La réunification des deux Corées de Joël Pommerat

Joël Pommerat n’est pas artiste à s’endormir sur ses lauriers, fussent-ils glorieux. Il lui faut du neuf pour faire bouillir la marmite de ses créations. Stimuler l’inspiration avec une contrainte ou deux, ou trois. La première sera visuelle puisqu’il constate lui-même qu’il fonctionne par images. Ayant éprouvé le frontal et le cercle, il inaugure le bi-frontal dont la topographie elle-même sera un moteur de création. Le texte s’écrit toujours depuis le plateau mais cette fois, plus d’histoire continue mais une mosaïque de saynètes, un kaléidoscope qui renvoie des éclats de vies, évoquant le principe du film Short cuts de Robert Altman. Des petites histoires de rien du tout qui pourraient d’autant plus passer facilement pour de la littérature de gare ou de la téléréalité qu’elles ne parlent que d’amour. Et comme Pommerat n’est pas du genre à éviter l’obstacle, il s’emploie à donner l’impression de les traiter au premier degré pour mieux circonvenir le spectateur, le prendre dans les rets de cette fausse simplicité qui nous touche en plein cœur.

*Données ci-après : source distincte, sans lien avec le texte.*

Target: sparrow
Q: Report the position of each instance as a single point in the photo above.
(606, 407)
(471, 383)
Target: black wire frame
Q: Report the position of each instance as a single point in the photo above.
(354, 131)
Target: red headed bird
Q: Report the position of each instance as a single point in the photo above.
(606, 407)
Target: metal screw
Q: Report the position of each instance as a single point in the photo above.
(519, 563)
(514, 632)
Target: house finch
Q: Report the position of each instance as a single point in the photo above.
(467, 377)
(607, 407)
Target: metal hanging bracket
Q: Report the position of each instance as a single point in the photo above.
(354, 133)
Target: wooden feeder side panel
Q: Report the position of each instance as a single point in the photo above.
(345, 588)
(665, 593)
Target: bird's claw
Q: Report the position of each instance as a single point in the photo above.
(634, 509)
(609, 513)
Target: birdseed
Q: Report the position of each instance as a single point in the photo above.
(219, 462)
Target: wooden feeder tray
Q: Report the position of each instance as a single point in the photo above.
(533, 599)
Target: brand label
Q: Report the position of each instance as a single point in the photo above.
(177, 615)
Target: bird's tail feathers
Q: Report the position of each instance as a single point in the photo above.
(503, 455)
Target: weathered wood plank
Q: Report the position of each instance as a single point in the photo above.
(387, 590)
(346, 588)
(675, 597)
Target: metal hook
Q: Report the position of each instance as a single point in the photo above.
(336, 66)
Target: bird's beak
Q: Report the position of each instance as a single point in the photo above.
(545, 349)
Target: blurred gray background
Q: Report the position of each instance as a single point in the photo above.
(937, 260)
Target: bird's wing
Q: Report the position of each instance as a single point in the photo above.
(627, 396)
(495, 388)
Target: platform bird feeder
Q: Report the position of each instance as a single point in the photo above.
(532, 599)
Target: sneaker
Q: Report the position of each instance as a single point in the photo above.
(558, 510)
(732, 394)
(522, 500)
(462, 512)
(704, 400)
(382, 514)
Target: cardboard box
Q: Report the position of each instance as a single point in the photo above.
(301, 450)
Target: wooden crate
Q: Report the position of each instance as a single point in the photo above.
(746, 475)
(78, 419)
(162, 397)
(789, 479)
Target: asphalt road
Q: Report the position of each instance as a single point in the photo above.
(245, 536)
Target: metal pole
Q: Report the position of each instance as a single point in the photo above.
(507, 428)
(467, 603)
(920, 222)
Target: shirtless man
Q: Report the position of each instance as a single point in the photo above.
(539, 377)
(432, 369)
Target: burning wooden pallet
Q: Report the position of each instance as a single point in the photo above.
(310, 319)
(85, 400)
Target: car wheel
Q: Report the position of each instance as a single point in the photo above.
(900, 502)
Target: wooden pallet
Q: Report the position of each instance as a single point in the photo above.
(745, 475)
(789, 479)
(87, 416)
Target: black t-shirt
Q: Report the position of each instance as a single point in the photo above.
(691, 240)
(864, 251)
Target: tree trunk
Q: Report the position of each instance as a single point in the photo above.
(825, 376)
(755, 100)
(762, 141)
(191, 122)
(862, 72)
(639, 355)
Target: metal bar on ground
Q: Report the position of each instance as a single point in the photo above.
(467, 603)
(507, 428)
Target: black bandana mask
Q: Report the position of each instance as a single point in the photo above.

Les scènes se succèdent, entrecoupées de noirs durant lesquels le son assure l’impression de fondu enchaîné. Les deux gradins se font face, l’aire de jeu s’étire au centre, comme une plaine entre deux montagnes ; comment ne pas penser au titre du spectacle et se demander de quel côté on est, Corée du Nord ou Corée du Sud. Le titre mystérieux travaille l’imaginaire. Pommerat aurait souhaité que le mystère demeure pour tous les spectateurs mais c’était oublier que les journalistes ne savent pas garder un secret, empressés qu’ils sont de vouloir partager. En l’occurrence, donc, il s’agit de l’évocation d’une rencontre amoureuse aussi extraordinaire que l’improbable réunification des deux Corées ; deux peuples séparés depuis longtemps qui se retrouveraient enfin comme s’ils s’étaient quittés la veille. Une version renouvelée de la moitié de la pomme sauf qu’ici, l’exemple suggère l’impossibilité d’un tel événement.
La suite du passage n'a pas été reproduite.